A new early warning system in the area means a siren will sound if a tsunami is suspected. Residents are supposed to flee to a nearby palm oil processing plant, which is located on elevated ground. Micah said that tests of the siren bring back uncomfortable feelings.

"When I hear the siren, or I see the floodwaters, I remember that day. It all comes back. I remember the destruction, the fear, and the sadness of looking in vain for our loved ones afterward," she said.

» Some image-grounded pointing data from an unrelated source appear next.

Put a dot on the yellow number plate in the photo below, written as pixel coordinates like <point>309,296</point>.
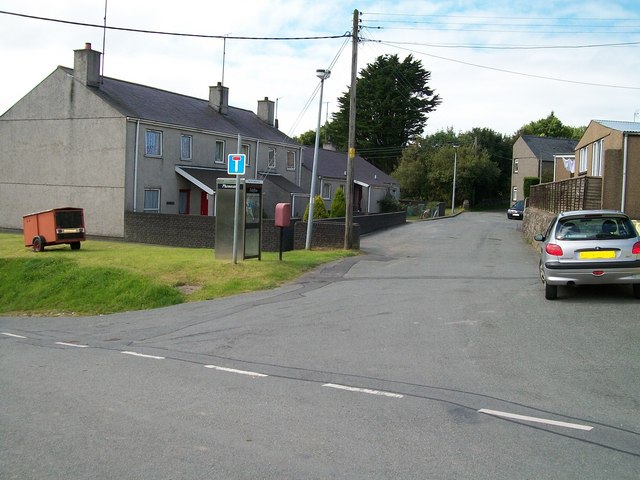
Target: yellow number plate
<point>598,254</point>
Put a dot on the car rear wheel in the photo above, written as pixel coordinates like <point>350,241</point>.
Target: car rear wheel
<point>550,291</point>
<point>38,244</point>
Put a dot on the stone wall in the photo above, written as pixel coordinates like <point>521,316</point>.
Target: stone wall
<point>535,221</point>
<point>325,235</point>
<point>199,231</point>
<point>166,229</point>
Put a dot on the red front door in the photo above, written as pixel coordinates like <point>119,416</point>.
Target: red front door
<point>204,203</point>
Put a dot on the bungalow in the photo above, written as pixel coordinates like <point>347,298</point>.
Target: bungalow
<point>371,185</point>
<point>535,156</point>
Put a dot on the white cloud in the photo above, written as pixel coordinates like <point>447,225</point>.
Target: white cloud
<point>472,96</point>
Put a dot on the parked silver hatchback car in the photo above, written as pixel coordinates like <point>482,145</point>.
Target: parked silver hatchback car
<point>589,247</point>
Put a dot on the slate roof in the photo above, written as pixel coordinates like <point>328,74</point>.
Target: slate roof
<point>545,148</point>
<point>148,103</point>
<point>333,164</point>
<point>624,127</point>
<point>283,183</point>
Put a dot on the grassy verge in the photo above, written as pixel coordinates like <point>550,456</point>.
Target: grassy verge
<point>107,277</point>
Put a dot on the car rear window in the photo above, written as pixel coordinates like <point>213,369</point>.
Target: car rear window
<point>591,228</point>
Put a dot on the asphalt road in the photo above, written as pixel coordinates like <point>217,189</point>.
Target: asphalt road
<point>434,355</point>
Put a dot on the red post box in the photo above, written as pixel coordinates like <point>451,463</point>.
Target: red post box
<point>283,215</point>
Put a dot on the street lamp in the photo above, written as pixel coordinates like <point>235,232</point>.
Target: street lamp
<point>322,75</point>
<point>455,170</point>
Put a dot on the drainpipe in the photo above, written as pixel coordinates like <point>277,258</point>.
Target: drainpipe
<point>625,154</point>
<point>135,168</point>
<point>255,176</point>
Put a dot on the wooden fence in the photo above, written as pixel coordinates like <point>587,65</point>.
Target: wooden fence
<point>579,193</point>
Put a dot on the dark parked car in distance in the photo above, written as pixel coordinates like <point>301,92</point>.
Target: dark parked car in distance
<point>516,211</point>
<point>589,247</point>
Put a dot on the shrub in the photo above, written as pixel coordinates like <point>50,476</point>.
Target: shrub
<point>389,204</point>
<point>339,204</point>
<point>319,210</point>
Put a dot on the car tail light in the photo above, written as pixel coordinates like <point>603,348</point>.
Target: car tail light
<point>553,249</point>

A Catholic priest in Banda Aceh, the city on the northern tip of Indonesia's giant Sumatra Island and ground zero for the destruction, said Minah's experience is common.

"Many of the survivors are still victims, suffering from psychological distress," said Father Hermanus Sahar, pastor of Sacred Heart Catholic Church.

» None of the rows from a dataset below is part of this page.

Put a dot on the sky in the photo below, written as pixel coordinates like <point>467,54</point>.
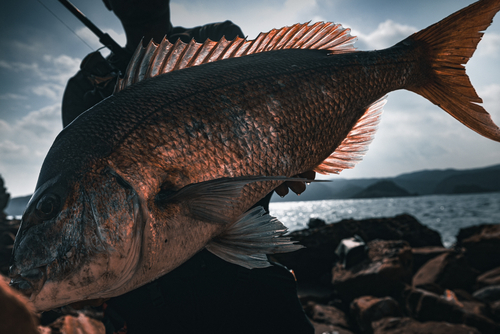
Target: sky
<point>38,54</point>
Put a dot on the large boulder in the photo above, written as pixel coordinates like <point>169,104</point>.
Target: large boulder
<point>318,256</point>
<point>423,254</point>
<point>449,270</point>
<point>385,272</point>
<point>482,245</point>
<point>427,306</point>
<point>411,326</point>
<point>368,309</point>
<point>326,314</point>
<point>16,315</point>
<point>491,277</point>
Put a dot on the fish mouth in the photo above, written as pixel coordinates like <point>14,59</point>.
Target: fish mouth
<point>29,282</point>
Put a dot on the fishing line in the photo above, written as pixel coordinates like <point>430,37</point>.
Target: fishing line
<point>91,48</point>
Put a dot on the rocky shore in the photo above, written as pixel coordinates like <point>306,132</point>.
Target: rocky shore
<point>384,275</point>
<point>398,277</point>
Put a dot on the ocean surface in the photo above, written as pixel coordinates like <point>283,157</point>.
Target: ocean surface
<point>443,213</point>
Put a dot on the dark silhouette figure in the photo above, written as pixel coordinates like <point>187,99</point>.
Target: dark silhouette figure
<point>205,294</point>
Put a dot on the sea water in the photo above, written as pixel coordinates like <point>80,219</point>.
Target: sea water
<point>446,214</point>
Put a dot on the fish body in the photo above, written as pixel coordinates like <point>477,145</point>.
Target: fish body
<point>148,177</point>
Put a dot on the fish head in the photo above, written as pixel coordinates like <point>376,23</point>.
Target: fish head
<point>79,237</point>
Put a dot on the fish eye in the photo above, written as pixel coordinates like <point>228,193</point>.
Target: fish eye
<point>47,207</point>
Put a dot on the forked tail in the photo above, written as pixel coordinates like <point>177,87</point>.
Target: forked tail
<point>450,43</point>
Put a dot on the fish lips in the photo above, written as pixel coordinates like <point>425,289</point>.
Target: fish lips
<point>28,282</point>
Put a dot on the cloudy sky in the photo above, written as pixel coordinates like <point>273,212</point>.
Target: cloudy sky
<point>38,54</point>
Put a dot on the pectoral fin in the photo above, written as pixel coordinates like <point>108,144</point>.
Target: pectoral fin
<point>250,238</point>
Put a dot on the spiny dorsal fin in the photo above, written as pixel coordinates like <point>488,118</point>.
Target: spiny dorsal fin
<point>156,59</point>
<point>355,145</point>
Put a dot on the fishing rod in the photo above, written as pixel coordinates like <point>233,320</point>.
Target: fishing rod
<point>104,38</point>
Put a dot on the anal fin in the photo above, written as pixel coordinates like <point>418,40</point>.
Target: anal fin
<point>250,238</point>
<point>355,145</point>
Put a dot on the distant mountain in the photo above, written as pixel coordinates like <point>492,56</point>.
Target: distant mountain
<point>426,182</point>
<point>382,188</point>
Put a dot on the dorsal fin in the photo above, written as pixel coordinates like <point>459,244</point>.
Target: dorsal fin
<point>156,59</point>
<point>355,145</point>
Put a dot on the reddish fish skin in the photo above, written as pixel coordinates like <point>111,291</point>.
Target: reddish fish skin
<point>232,114</point>
<point>274,113</point>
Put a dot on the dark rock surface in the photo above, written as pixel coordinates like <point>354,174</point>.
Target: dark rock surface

"That stress manifests itself in a variety of ways. Some have lingering physical problems for which there's no other explanation. And some remain afraid of everything. When there's an alarm or a loud noise, some people start screaming, not from pain, but simply because they are afraid," Father Sahar told Catholic News Service.

The tsunami, provoked by the third-strongest earthquake ever recorded, also brought positive changes to the Aceh region. Long afflicted by a separatist insurgency, Aceh's warring parties stopped fighting and signed a 2005 agreement on autonomy for the region.

The capital city of Banda Aceh, much of which was reduced to rubble a decade ago, is today a thriving modern city with fancy stores and traffic jams. Large infrastructure projects, like the Mother and Child Hospital built by Catholic Relief Services, are symbols of the estimated $14 billion in international aid that poured into the region after the disaster.

Father Sahar said the aid helped spur economic progress throughout Aceh.

"There was a lot of international aid that helped the people to recover, and that provided infrastructure we didn't have before. There are now roads, for example, providing good access to many places that were not connected to the economy before. Although there are many tragic stories, the tsunami brought blessings to some of the survivors," Father Sahar said.

Some elements of the aid response didn't go well, however. In several areas, houses built for survivors today stand empty, the result of pressure to build things quickly before local communities could make comprehensive decisions about their future. In some other communities, complaints abound of families that tricked aid agencies into building them more than one house.

Some negative elements of the aid response are not as visible.

Raihal Fajri, executive director of the Katahati Institute, an Aceh-based organization advocating for democracy, said the widespread implementation of "cash for work" programs, where local residents were paid to do reconstruction work, eroded the willingness of many to engage in volunteer work.

"The value of communal work was changed by the United Nations agencies and international NGOs that wanted to give something to motivate people to get involved. But before the tsunami, when the village chief asked the people to work, they did so. And no one paid them for it," she said. "Now people won't do anything unless they get paid. If an NGO wants to have a meeting, people ask what they'll get paid to come to the meeting. Volunteerism has been lost."

According to Fajri, many aid agencies also had difficulty understanding the nuances of gender in Aceh.

"Because Acehnese culture tries to protect women, the family house and the land where it sits is usually given to a daughter, not a son," she said. "If the daughter marries and has children, and then her husband divorces her or dies, the woman has the security of owning the house. That protects her and her children from abuse."

Yet not everyone who came to Aceh after the tsunami understood that principle.

"The United Nations Development Program wanted to issue land titles only in the husbands' names, and we had to push to get them to recognize local customs and issue the titles in the women's names. If there is other property, such as agricultural land, that is usually registered in the name of the man. But the house should be in the woman's name," Fajri said.